Kedua, ketentuan Pasal 60 UU 23/2014 tentang Pemerintahan Daerah, menyebutkan bahwa masa jabatan kepala daerah adalah selama lima tahun terhitung sejak pelantikan, dan sesudahnya dapat dipilih kembali dalam jabatan yang sama hanya untuk satu kali masa jabatan. Oleh karena itu, sebelum kepala daerah memangku jabatannya, terlebih dahulu harus dilantik dan diambil sumpah/janji.

Namun demikian, persoalan kembali muncul dalam ketentuan Peraturan Komisi Pemilihan Umum 8/2024 tentang Pencalonan Gubernur dan Wakil Gubernur, Bupati dan Wakil Bupati, seerta Wali Kota dan Wakil Wali Kota, bahwa perhitungan periode masa jabatan dimulai sejak saat pelantikan. Dalam ketentuan Pasal 19 huruf e PKPU 8/2024, menyebutkan secara eksplisit bahwa, penghitungan masa jabatan dilakukan sejak pelantikan.

Bagaimana sesungguhnya tafsir norma tersebut? Apakah frase "pelantikan" itu bermakna hitungan masa jabatan hanya berlaku terhadap jabatan-jabatan yang melalui proses pelantikan? Dan apakah jabatan-jabatan yang hanya melalui proses "pengukuhan", tidak termasuk dalam periodesasi atau perhitungan masa jabatan?

Memahami Makna "Pelantikan"

Ada dua pertanyaan yang mesti dijawab untuk melekatkan konteks terhadap pelantikan kepala daerah, yaitu, soal makna pelantikan bagi kepala daerah dan akibat hukum dari pelantikan tersebut. Untuk itu, kita bahas mengenai makna pelantikan terlebih dahulu agar kita semua punya kesamaan pandangan terhadapnya.

Secara etimologi, pelantikan dipahami sebagai proses, cara, perbuatan melantik. Melantik didefinisikan sebagai perbuatan untuk mengangkat, meresmikan. Dalam Black Law Dictionary, pelantikan dimaknai sebagai upacara formal melantik seseorang untuk menjabat, upacara formal memperkenalkan sesuatu untuk kepentingan umum, permulaan formal suatu periode waktu atau tindakan (Bryan A. Gadner, 2004).

Sementara dalam Cambridge Dictionary, pelantikan diartikan sebagai tindakan resmi menempatkan seseorang pada posisi penting, atau upacara di mana hal ini dilakukan; tindakan sesuatu yang resmi mulai digunakan, yang menandai awal periode.

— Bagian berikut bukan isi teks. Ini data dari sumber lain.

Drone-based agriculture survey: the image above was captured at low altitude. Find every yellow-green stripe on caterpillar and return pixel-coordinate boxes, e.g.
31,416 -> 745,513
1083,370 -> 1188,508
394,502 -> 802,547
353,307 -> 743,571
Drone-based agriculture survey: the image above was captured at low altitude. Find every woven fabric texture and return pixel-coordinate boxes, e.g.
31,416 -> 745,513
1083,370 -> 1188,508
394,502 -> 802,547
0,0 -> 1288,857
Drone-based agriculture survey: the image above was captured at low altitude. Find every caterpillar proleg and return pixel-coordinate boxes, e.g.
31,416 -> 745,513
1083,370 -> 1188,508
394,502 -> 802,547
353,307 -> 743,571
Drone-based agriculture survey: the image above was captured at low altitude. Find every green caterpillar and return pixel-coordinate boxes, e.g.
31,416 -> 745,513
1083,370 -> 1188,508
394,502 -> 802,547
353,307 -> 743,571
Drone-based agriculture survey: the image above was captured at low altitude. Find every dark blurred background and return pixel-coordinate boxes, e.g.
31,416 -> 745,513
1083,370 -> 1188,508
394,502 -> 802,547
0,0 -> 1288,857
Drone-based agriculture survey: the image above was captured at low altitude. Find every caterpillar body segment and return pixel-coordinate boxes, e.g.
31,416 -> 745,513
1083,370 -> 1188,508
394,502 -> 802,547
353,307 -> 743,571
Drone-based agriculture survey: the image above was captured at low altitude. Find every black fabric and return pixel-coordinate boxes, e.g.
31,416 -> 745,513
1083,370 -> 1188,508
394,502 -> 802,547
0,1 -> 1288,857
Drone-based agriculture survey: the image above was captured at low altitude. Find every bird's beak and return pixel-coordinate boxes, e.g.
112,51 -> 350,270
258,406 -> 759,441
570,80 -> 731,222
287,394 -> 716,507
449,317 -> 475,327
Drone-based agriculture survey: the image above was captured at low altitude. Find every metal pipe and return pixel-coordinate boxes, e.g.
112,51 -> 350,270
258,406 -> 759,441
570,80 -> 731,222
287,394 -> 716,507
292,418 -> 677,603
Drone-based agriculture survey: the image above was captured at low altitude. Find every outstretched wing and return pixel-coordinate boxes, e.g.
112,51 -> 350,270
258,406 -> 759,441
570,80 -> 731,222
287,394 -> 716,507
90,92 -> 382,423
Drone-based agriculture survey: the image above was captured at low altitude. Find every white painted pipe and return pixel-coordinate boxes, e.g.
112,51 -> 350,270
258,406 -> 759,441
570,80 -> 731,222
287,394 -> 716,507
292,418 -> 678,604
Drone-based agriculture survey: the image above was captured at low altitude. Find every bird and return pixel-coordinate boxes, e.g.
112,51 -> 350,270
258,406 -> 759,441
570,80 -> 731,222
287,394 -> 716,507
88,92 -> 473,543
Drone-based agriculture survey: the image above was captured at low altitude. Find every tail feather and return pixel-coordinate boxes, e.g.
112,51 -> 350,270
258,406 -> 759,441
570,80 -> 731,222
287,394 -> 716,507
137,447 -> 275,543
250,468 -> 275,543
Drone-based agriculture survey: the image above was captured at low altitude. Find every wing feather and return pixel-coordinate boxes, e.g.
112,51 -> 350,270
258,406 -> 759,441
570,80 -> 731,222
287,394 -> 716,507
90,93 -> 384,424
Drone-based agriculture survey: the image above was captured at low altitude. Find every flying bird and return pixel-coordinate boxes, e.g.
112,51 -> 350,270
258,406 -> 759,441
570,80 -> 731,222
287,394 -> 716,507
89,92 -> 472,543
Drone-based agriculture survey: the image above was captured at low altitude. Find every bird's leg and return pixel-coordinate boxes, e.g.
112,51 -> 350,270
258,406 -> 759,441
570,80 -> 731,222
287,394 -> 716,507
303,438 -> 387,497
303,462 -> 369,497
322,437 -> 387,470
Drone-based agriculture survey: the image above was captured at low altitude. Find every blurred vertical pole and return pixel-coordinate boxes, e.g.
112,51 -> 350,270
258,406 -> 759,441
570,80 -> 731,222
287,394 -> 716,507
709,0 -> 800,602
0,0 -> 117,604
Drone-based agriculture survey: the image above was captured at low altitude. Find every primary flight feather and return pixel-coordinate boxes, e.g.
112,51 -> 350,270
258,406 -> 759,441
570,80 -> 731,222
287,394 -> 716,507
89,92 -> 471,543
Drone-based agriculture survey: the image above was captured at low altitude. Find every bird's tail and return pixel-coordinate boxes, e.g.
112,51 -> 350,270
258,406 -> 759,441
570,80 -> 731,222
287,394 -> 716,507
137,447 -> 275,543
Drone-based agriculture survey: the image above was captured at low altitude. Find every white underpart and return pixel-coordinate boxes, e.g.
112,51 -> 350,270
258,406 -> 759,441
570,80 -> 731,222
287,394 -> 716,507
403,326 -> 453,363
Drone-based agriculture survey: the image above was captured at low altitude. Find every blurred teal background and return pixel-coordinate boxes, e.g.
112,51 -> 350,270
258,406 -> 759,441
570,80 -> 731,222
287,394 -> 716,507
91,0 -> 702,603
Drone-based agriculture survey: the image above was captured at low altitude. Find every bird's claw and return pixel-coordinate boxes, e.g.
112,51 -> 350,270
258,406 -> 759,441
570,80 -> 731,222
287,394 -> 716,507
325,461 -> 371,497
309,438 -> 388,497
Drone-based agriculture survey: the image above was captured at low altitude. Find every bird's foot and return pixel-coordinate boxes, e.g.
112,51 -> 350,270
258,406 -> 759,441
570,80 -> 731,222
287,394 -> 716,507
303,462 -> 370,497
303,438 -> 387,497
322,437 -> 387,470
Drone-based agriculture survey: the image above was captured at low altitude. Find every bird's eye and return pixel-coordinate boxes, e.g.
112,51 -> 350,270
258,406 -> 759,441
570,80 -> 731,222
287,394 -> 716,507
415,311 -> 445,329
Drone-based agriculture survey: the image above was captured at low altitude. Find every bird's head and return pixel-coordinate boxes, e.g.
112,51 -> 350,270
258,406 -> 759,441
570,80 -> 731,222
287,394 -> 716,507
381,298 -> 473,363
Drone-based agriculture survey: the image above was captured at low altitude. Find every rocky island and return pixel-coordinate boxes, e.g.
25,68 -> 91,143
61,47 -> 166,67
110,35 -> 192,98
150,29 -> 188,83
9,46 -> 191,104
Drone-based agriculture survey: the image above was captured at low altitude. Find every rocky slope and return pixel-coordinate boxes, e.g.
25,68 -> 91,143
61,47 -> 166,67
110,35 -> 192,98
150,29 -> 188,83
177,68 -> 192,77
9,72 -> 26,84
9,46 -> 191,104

Dalam beragam referensi, pelantikan selalu berkaitan dengan dua hal, yakni, pelantikan sebagai penanda terjadinya proses peralihan kekuasaan dari pejabat lama kepada pejabat baru, dan pelantikan sebagai petanda peralihan kekuasaan bermakna pejabat yang baru telah memulai menjalankan kekuasaannya. Legitimasi diperoleh berdasarkan peristiwa hukum yang disebut sebagai "pelantikan".

Pada dasarnya, dalam sistem pemerintahan kita, hanya kepala daerah definitif, wakil kepala daerah definitif, dan penjabat kepala daerah yang dilantik sebelum menduduki jabatannya. Hal ini ditegaskan dalam beberapa ketentuan. Pertama, dalam Perpres 16/2016 tentang Tata Cara Pelantikan Gubernur dan Wakil Gubernur, Bupati dan Wakil Bupati, serta Wali Kota dan Wakil Wali Kota. Kedua, Permendagri 35/2013 tentang Tata Cara Pelantikan Kepala Daerah dan/atau Wakil Kepala Daerah.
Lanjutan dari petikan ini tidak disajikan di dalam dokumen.